Не может человек сидеть на берегу моря, смотреть на рыбу, на солнце, на муравья, на свою руку и не задавать вопросов. Не может. Даже если разгадка грозит ему гибелью.
На Эгине, высоко на горе — останки храма Афе, сравнительно небольшого, примечательного тем, что колонны стоят там в два этажа, — смело решил древний зодчий. Глядишь и думаешь, как всегда бывает при взгляде на древность: как это сохранилось, почему? Может быть, «детское» сознание раньше узнало некие тайны, пришло к их раскрытию простым путем: вложи свою душу в свое творение и так обессмерти себя. «Проходит все, одно искусство / Не умирает никогда. / Так мрамор бюста / Переживает города».
На обратном пути Катина рассказывает о погребальном обычае греков: как через три года нужно обязательно выкопать труп (освободить могилу, если нет возможности купить место), разобрать останки и перебрать, перемыть (!) каждую косточку. Затем сложить в мешок, освятить, на сорок дней оставить в церкви. И захоронить снова или опустить мешок с костями в общий колодец, который бывает вырыт у церкви… Как не хочет разум забвения, как бьется над тайной своего бытия и небытия! Человек простой и наивный тщится оставить по себе хоть какой-то материальный останок, знак, имя на камне, холмик или великую пирамиду — это все равно — как бы не пропустили его в день Страшного суда, не позабыли в суматохе. Человек ученый, материалист и скептик, тоже хоть раз в жизни задает себе в отчаянье вопрос: как же так? неужели исчезнуть без следа? моему разуму?..
Мы плывем назад в сумерках, опять так много простора вокруг, неба и моря, солнце опустилось, но все еще тепло и влажно: шумит бурун за кормой, трепещет сине-полосатый флаг с синим крестом. Катина и Стафис поют протяжно и ладно красивую песню: «Кто ждет на берегу, у кромки моря, глядя на белую пену, для того весь мир только маленький парус…» (Я тин психи ну картери пикри сто акрофаласи…) В такую минуту, как ни хороша она, вдруг чувствуешь себя одиноким скитальцем Одиссеем, хочется домой, и любовь к своему, — дальнему и родному, — берегу заставляет потускнеть море. Глупая слеза навертывается, и огни Пирея, огни кораблей на рейде, возникающие вдали, расплываются в глазах и дрожат…
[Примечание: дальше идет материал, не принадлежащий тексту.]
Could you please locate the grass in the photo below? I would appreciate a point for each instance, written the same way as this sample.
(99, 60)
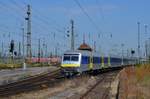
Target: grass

Театральный фестиваль продолжает волновать город. Под Акрополем стоит древний театр «Иродион» — он менее внушителен, чем Эпидавр, принадлежит уже эпохе Рима, да и просто вмещает втрое меньше зрителей (хотя тоже три-четыре тысячи), но зато театр в центре города, и каждый вечер там спектакли, концерты, и ежевечернее столпотворение машин, негде запарковаться, свистит полиция, нарядные люди перебегают через дорогу, стекаются к началу длинной широкой беломраморной лестницы — она ведет вверх, к почтенным развалинам театрального фронтона, и зрители опять идут и идут, — впрочем, здесь публика уже более рафинированная, театральная, столичная, все друг с другом раскланиваются, общаются, прижимаются щекой к щеке, и то и дело всплескивают аплодисменты или несется ветерок шушуканья, когда появляется опять-таки то министр, то известный актер, то сам начальник всей греческой полиции в штатском, то священник (на симфоническом концерте). Мы смотрим развеселую «Лисистрату», превращенную в музыкальную комедию, с известной и любимой публикой актрисой, спектакль, лишенный, к сожалению, аристофановской злости и горечи, и еще «Медею», и слушаем знаменитого молодого скрипача, виртуозно исполняющего Паганини. Мы присутствуем на премьере современного шоу молодого греческого драматурга Каламитиса в дешевом летнем театре, где бросают вызов сразу всему: правительству, классике, империализму, падению нравов, военным базам и инфляции. Молодые красивые артистки и актеры с увлечением синеблузников пляшут, поют куплеты, разыгрывают сценки: пародируют телевидение, Монополия раздевает Экономику, «понтийский грек» (персонаж всех анекдотов), крестьянин, попавший в город, дурачит горожан. В Афинах повсюду, на стенах и на деревьях, расклеен плакат: «Нас душат смог и ложь!» Вот примерно таков же пафос этого веселого спектакля. И любопытно, что рядом сидящие зрители — одни от души хохочут и хлопают, а другие (противоборствующие партии) глядят сердито и возмущаются.